Amber Opheim: Soprano

Amber Opheim

After leaving Portland, Amber spent several years in NYC before entering a Masters program in German at University of South Carolina last year. After completing a year of study, Amber was selected by the Fulbright Commission and the Austrian American Educational Commission to be a U.S. Teaching Assistant in Austria for the next academic year. She currently resides in Austria, but is spending the summer in Germany, singing Marie in Smetana's The Bartered Bride, Soprano soloist in Carmina Burana, and Soprano soloist in Beethoven's Ninth Symphony at the Bad Hersfelder Opernfestspiele. She is represented by Scott Levine Management.

Author note: Amber Opheim is one of my closest friends, so I will also inform you that she is really passionate about pie, of which there is apparently very little in Europe.
 

The Text in Translation

In addition to being the opera's librarian, I'm also one of the company's supertitle operators.

Supertitles -- known also as supertext, Surtitles (a term trademarked by Canadian Opera Company), surtext, and probably a host of other names --  are the English translations projected above the stage during every opera performance. Canadian Opera Company premiered the technology in 1983, in a production of Elektra; New York City Opera was the first American company to use them (in the same year). Portland Opera was the second; titles were introduced to our audiences in 1984.

If you've ever been to the opera, you've of course seen supertitles in action, but if you're new to the art form -- first, welcome! -- supertitles are similar to film subtitles, in that they project a translation of the sung text in real time, so that what you're reading and what you're hearing are happening (roughly) at the same time. The supertitle operator follows a piano score, with the cues for the supertitles already marked in; the text for the titles you see in performance is written far ahead of time and settled in rehearsal. The text is typically projected above the theater's proscenium, although in some houses, most notably the Met, the titles appear on the seatback in front of you. (The Met's system is called, aptly, Met Titles).

It used to be the case that supertitles were run on physical slide projectors, which required hundreds of slides per show. Because each slide carousel only holds a set number of slides, often the supertitle operator would have to change carousels in the middle of the show, which I imagine must have been petrifying. Also, if anything changed artistically in the show, the slides would have to be altered -- a lengthy and expensive task. These days, the titles are operated via computer; at the opera we use a Mac slideshow software called Keynote, and many other companies use PowerPoint.

I love running supertext. The supertext computer is operated from the lighting booth above the Keller's second balcony, which almost feels like an eyrie. (In the Newmark, the booth is behind the last row in the uppermost balcony, shielded by a two-way mirror, which is fun for the operator because you can watch the audience VERY up-close). I jokingly call the booth "my safe place," since I'm so far from the stage and action. Titles are especially fun when I really like a show, since I'm forced to follow the score and I'm at liberty to bop around and mouth along. I could sing along too but I'd probably drive the booth stagehands crazy. The downside to running shows I love is that I never get to watch them in the theater, since I have my head buried in the score most of the time. (Running titles during shows you don't like is awful. You're stuck listening even if you'd rather be backstage, eating cookies.)

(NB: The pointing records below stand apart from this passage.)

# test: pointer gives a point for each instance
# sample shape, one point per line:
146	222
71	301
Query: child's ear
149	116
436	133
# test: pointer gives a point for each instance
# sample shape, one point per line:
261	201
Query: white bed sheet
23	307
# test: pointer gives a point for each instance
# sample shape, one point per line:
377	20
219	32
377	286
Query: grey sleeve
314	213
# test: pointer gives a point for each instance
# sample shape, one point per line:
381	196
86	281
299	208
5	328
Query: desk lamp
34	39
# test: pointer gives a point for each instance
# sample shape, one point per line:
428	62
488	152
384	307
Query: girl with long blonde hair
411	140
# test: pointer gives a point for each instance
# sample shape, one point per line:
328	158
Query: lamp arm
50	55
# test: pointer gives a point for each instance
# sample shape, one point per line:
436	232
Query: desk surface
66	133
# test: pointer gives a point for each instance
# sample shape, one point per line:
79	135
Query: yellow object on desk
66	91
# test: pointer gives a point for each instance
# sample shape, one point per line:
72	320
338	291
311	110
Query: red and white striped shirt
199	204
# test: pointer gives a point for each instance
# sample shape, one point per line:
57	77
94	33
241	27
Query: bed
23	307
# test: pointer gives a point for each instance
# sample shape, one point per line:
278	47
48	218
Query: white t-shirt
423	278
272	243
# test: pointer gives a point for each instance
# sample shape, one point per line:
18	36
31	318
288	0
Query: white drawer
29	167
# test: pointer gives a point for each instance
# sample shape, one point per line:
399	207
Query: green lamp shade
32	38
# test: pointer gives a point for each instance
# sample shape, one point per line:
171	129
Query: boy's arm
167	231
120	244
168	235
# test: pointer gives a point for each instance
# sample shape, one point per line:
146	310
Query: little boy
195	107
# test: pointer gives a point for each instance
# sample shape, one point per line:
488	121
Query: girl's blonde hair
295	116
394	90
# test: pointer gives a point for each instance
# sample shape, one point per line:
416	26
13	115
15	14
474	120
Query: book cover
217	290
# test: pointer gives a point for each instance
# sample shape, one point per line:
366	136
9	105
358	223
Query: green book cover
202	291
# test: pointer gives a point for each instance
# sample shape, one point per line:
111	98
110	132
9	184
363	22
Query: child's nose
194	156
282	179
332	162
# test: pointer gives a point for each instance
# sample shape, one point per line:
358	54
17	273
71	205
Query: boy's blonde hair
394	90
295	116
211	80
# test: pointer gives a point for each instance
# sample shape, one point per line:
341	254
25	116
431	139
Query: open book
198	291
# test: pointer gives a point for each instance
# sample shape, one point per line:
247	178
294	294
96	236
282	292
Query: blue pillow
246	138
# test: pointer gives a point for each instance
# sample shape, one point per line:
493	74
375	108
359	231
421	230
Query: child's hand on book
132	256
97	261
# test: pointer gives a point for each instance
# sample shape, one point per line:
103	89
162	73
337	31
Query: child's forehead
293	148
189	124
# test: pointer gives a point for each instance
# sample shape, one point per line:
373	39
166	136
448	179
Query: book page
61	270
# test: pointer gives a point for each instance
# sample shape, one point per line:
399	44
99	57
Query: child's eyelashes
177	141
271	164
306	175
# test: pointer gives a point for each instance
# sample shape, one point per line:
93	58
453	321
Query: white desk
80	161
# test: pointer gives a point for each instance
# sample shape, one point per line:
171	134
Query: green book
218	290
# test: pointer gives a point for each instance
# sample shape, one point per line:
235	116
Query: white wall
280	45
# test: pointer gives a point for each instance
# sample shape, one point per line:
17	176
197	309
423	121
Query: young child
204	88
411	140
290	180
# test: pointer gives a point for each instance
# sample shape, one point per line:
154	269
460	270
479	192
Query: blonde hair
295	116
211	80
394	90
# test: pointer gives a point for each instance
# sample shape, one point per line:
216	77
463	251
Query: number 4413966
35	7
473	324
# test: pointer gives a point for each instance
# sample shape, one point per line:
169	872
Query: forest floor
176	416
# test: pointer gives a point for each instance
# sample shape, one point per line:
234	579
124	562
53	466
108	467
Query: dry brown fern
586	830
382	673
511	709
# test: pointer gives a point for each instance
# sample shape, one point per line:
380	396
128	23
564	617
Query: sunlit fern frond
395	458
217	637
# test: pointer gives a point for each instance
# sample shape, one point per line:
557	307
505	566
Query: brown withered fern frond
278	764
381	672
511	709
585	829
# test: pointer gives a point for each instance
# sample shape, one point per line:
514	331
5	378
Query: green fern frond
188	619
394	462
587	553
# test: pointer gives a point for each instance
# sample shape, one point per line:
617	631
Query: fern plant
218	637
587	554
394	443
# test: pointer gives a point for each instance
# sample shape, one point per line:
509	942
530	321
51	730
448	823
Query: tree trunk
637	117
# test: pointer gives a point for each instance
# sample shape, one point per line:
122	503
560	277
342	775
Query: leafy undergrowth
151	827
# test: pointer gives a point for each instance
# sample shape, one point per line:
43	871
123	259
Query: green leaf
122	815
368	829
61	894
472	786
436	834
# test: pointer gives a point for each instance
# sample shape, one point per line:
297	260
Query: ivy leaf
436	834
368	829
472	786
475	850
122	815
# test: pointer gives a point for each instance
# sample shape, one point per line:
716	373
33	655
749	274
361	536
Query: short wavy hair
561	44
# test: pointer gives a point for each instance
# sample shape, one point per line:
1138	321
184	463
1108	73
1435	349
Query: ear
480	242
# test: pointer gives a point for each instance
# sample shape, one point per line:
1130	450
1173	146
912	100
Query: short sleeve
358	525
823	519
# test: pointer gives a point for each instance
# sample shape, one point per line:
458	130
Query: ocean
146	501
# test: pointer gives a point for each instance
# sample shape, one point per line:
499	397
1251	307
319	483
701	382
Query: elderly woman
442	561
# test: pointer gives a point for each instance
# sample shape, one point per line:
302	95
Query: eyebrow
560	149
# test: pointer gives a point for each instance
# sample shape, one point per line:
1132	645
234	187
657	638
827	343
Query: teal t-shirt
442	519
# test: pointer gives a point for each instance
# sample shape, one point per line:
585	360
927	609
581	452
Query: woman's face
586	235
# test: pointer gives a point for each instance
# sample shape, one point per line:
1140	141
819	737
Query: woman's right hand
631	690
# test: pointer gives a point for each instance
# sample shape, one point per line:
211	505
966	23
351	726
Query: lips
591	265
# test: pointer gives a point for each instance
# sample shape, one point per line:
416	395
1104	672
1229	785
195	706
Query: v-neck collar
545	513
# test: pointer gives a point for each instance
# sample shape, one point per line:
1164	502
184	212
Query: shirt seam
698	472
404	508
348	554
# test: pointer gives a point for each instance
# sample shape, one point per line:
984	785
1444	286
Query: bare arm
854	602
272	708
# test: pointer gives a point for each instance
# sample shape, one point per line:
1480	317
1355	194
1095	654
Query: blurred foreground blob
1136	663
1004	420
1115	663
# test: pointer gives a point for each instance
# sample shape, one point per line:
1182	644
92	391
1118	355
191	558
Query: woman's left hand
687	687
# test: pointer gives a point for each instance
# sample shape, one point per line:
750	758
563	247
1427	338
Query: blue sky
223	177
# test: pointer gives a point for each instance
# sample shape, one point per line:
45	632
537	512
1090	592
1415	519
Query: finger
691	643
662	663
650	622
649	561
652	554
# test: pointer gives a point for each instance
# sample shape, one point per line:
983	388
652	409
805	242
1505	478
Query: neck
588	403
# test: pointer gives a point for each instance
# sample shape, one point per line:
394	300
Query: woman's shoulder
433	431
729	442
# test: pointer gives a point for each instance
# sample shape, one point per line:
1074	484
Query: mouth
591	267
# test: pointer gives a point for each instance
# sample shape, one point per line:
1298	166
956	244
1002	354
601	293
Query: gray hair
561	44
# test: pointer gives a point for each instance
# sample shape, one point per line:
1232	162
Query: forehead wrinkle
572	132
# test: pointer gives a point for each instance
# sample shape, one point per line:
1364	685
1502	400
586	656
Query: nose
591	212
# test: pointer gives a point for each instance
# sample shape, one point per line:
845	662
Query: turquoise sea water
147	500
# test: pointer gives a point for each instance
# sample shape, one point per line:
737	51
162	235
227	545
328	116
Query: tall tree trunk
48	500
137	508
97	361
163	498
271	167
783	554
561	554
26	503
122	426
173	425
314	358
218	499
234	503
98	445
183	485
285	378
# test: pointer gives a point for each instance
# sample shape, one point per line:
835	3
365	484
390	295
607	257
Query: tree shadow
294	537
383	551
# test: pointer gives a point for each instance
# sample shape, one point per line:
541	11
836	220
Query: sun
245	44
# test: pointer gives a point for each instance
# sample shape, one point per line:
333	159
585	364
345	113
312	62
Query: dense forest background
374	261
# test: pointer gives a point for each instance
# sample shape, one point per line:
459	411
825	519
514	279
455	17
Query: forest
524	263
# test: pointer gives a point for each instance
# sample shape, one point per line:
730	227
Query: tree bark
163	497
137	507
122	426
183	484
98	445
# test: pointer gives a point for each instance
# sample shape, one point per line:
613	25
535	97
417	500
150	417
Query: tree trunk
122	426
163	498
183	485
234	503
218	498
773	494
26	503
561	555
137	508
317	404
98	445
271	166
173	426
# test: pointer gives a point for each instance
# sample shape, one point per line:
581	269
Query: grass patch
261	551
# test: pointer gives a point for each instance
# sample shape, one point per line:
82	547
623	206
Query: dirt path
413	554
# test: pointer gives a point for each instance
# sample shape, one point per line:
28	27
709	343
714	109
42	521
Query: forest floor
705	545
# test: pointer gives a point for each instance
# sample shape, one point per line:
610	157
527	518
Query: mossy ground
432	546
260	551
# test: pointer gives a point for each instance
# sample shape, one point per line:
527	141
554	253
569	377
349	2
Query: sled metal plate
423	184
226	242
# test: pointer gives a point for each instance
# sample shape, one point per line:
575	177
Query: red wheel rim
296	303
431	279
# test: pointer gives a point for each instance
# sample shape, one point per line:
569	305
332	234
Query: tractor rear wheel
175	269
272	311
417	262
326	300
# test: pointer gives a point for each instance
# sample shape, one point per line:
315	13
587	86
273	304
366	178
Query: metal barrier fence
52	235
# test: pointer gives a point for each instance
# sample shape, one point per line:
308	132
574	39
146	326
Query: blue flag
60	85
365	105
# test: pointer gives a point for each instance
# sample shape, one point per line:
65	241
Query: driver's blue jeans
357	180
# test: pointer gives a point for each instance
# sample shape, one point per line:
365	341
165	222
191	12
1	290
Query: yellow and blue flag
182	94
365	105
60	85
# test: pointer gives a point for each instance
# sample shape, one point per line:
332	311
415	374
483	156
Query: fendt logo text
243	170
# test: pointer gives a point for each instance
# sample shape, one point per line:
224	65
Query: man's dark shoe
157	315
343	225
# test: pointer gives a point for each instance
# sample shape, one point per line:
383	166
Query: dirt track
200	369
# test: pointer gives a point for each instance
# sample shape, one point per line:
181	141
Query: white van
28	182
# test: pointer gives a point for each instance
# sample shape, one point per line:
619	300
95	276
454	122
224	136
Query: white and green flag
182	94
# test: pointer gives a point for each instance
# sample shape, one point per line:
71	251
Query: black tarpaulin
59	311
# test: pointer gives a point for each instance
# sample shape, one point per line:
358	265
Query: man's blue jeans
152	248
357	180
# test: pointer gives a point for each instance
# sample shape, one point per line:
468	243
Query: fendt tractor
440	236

Running the titles is a funny job. Unlike many companies, our supertitles are run by one person, not two. (Typically there is a supertitle operator, and a separate person to cue the operator). So I'm the person who's reading the score as well as the person who's pushing the button. (This is what I call the job: "pushing the button.") In order to time a title just right, you have to take a certain leap of faith: You have to believe that the singer who's about to sing the line you're about to run is actually going to sing that line. At the right time. Because you have to press the button just before the entrance in order to hit it and not be late.

The other danger is trigger finger. It's so easy to push that button the minute somebody moves to the next phrase, even if the title isn't supposed to change! There's no going back once you've advanced the slide, so then you just have to sit there and squirm until the timing lines up again. The squirming sucks. There's sometimes cursing involved.

(As a side note, one of the scariest things ever is when a singer suddenly forgets their line and sings something totally different after you've already hit the button. There is a lot of squirming involved in that scenario too, and I always feel personally guilty that I've tipped off the audience to the gaffe.)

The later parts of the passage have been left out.